O livro “Os italianos do Estado do Espírito Santo”, de Luiz Serafim Derenzi, se refere a André Carloni como “o que mais se distinguiu entre os milhares de italianos vindos para o Espírito Santo, pela habilidade, dinamismo e talento artístico”.
O autor descreve que o italiano foi um dos mais requisitados homens de construção desde o início do século em Vitória e, além de arquiteto e construtor, foi, durante toda a vida, um desenhista preocupado em registrar aspectos da cidade. Veja abaixo alguns desenhos feitos à mão por Carloni:
“Deus lhe deu a inteligência e ele soube, ambiciosamente, cultivá-la, num prodigioso autodinamismo”, dizia um trecho do livro. E exemplos disso não faltam:
Por tanto empenho e realizações, Carloni foi reconhecido no âmbito estadual e federal. Em 1942, o presidente da República Getúlio Vargas concedeu a ele o título de cidadão brasileiro. Em 1956, foi homenageado pela Câmara Municipal de Vitória com título de cidadão vitoriense. Tornou-se também sócio benemérito do Clube Vitória, do qual foi um dos fundadores.

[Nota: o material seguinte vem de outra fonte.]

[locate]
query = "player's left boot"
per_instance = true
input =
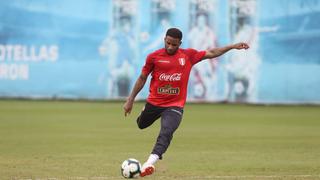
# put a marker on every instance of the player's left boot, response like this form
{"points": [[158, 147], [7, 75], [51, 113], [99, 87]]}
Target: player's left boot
{"points": [[147, 169]]}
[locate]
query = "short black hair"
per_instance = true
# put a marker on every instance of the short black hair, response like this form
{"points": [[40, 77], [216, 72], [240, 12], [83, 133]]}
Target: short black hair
{"points": [[175, 33]]}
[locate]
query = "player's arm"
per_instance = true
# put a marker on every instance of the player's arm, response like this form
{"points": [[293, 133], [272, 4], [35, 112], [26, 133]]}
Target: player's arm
{"points": [[127, 107], [215, 52]]}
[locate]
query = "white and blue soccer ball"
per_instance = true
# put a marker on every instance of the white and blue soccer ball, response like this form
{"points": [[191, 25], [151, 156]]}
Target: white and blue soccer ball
{"points": [[130, 168]]}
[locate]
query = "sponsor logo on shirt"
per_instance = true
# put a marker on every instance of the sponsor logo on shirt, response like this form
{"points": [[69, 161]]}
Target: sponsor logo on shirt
{"points": [[182, 61], [167, 89], [170, 77], [164, 61]]}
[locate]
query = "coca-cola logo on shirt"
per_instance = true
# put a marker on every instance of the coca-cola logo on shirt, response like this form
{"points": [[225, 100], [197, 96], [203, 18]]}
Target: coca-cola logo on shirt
{"points": [[170, 77]]}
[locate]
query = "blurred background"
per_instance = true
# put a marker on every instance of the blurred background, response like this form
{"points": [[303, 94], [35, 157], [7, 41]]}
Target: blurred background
{"points": [[81, 49]]}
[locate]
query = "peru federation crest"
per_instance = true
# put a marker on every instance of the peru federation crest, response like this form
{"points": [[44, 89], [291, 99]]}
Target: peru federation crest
{"points": [[182, 61]]}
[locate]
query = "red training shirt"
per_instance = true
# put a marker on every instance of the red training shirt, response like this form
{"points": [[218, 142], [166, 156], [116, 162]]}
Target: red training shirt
{"points": [[170, 75]]}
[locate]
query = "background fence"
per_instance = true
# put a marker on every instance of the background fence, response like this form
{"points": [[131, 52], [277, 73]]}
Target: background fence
{"points": [[95, 49]]}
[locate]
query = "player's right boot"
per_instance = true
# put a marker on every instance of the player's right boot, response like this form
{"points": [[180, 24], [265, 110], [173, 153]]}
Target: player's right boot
{"points": [[147, 169]]}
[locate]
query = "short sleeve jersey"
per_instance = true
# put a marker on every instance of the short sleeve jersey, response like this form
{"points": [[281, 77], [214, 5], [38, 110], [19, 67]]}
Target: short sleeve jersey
{"points": [[170, 75]]}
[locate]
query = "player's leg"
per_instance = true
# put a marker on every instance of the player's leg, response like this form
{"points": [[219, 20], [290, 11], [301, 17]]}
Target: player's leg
{"points": [[149, 115], [170, 121]]}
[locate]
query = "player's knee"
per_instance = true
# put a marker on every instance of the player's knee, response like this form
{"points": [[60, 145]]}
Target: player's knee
{"points": [[140, 125]]}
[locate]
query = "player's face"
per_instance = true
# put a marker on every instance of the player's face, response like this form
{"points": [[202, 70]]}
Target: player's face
{"points": [[171, 44]]}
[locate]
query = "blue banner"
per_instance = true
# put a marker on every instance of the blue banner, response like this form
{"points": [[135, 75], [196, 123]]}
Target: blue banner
{"points": [[79, 49]]}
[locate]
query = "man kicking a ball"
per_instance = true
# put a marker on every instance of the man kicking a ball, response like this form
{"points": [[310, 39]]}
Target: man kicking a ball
{"points": [[170, 68]]}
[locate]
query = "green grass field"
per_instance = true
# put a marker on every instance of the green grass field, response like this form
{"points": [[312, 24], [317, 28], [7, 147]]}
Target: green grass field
{"points": [[89, 140]]}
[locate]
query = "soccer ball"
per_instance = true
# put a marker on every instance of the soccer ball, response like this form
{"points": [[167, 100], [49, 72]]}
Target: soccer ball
{"points": [[130, 168]]}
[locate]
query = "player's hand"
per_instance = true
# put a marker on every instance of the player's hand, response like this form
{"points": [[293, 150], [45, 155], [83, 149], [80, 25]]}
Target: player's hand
{"points": [[241, 46], [127, 107]]}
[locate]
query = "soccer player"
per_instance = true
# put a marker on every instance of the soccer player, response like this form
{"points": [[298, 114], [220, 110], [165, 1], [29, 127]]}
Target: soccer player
{"points": [[170, 68]]}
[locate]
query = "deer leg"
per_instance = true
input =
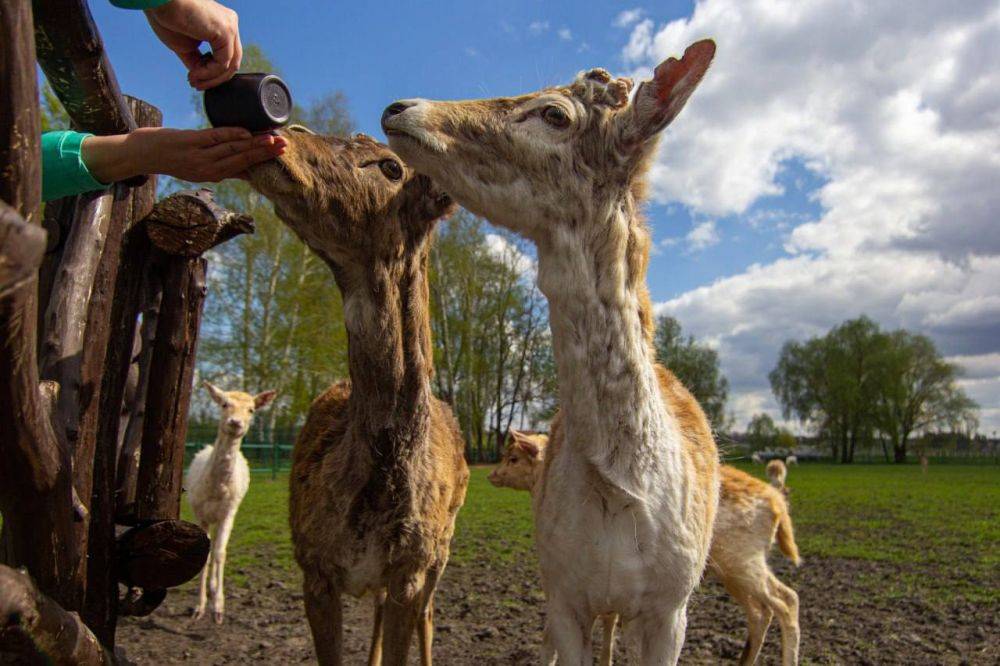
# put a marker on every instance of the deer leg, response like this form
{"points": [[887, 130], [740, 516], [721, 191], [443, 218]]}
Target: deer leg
{"points": [[425, 626], [661, 635], [548, 647], [567, 634], [375, 653], [219, 545], [608, 647], [784, 602], [758, 620], [326, 621]]}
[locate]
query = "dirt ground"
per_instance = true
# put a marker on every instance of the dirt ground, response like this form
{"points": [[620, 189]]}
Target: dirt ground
{"points": [[489, 615]]}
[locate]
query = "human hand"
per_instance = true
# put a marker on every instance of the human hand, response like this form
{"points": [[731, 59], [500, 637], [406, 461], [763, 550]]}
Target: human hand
{"points": [[182, 25], [200, 156]]}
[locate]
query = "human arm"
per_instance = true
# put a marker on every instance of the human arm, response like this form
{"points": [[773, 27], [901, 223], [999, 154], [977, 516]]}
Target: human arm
{"points": [[182, 26], [73, 162]]}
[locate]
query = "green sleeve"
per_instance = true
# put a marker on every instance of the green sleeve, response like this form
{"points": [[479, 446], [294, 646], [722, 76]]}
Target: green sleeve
{"points": [[63, 171], [138, 4]]}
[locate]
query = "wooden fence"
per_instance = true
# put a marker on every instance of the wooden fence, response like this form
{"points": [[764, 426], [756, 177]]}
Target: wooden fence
{"points": [[97, 296]]}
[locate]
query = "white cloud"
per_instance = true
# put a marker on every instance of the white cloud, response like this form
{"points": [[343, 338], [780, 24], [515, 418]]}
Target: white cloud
{"points": [[538, 27], [703, 235], [510, 254], [897, 106], [628, 17]]}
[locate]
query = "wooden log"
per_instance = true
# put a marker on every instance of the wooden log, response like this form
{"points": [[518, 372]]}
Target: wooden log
{"points": [[140, 603], [161, 554], [36, 492], [189, 223], [161, 460], [71, 53], [128, 455], [56, 220], [65, 320], [20, 168], [59, 635], [23, 246], [114, 322]]}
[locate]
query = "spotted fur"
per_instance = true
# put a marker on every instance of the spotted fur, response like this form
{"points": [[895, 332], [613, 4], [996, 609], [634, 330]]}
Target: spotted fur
{"points": [[378, 470]]}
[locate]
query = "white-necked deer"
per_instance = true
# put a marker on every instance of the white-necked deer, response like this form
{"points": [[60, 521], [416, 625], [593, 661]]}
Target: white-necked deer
{"points": [[378, 471], [216, 483], [624, 511]]}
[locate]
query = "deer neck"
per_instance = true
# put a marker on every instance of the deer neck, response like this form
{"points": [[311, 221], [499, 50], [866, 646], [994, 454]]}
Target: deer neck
{"points": [[389, 354], [609, 392], [224, 453]]}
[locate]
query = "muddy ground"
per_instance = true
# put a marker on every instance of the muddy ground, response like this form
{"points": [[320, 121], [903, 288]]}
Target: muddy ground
{"points": [[490, 615]]}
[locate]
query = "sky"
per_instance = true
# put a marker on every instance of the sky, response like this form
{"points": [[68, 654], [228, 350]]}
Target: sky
{"points": [[840, 158]]}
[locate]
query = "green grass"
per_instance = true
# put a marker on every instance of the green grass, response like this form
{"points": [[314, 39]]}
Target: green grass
{"points": [[940, 532]]}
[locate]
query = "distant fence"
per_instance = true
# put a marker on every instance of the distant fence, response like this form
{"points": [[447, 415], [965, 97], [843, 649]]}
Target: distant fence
{"points": [[267, 452], [271, 452]]}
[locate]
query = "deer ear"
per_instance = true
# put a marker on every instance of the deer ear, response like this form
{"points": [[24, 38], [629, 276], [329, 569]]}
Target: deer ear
{"points": [[528, 446], [262, 400], [218, 395], [658, 101]]}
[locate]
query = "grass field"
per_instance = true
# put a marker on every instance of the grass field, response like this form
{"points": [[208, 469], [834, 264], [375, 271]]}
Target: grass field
{"points": [[900, 567], [947, 521]]}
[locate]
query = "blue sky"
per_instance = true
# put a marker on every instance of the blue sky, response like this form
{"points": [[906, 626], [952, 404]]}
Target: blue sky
{"points": [[378, 52], [831, 164]]}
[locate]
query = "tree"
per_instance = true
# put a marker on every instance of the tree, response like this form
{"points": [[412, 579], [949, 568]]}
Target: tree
{"points": [[493, 355], [761, 432], [53, 115], [857, 383], [785, 440], [696, 365], [918, 390], [273, 316]]}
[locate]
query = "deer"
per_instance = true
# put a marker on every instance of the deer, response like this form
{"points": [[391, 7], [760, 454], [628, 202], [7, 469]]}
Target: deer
{"points": [[751, 516], [216, 483], [633, 491], [378, 469]]}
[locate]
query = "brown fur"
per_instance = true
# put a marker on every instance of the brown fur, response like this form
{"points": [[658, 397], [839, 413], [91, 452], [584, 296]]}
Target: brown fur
{"points": [[754, 513], [564, 167], [378, 471]]}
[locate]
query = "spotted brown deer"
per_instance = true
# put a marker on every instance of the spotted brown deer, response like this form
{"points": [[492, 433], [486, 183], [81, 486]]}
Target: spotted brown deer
{"points": [[378, 471], [633, 492]]}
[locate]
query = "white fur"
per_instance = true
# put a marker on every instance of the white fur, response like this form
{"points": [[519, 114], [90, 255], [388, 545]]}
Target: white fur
{"points": [[216, 483]]}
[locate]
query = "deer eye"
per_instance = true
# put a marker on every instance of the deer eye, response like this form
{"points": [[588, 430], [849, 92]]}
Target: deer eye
{"points": [[555, 116], [391, 169]]}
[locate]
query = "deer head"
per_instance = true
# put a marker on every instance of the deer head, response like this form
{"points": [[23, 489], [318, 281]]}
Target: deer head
{"points": [[351, 200], [521, 462], [560, 157]]}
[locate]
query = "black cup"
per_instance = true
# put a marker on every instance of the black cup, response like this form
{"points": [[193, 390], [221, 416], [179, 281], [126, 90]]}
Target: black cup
{"points": [[258, 102]]}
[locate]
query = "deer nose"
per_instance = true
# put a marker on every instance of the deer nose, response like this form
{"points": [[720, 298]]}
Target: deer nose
{"points": [[395, 109]]}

Em 1964, recebeu na Escola de Belas Artes, hoje Centro de Artes da Universidade Federal do Espírito Santo, um voto de louvor pelos excelentes serviços prestados ao povo capixaba.
Na página do jornal A Gazeta que estampava a notícia da morte de Carloni, havia também uma das últimas declarações dele. "Não tenho tristezas. Minha vida é só alegria! Não tenho inimigos, gosto de todo mundo e todo mundo gosta de mim". Aos 93 anos, já debilitado, André afirmava que não temia a morte.
E esse dia chegou. Em 26 de julho de 1976 morreu o grande pioneiro da cidade de Vitória.
Mas mesmo décadas depois que partiu, ainda é evidente que o legado de André Carloni resiste ao tempo, e as grandes obras realizadas por ele, como a Catedral Metropolitana de Vitória e o Teatro Carlos Gomes, seguirão sendo admiradas por muitas gerações.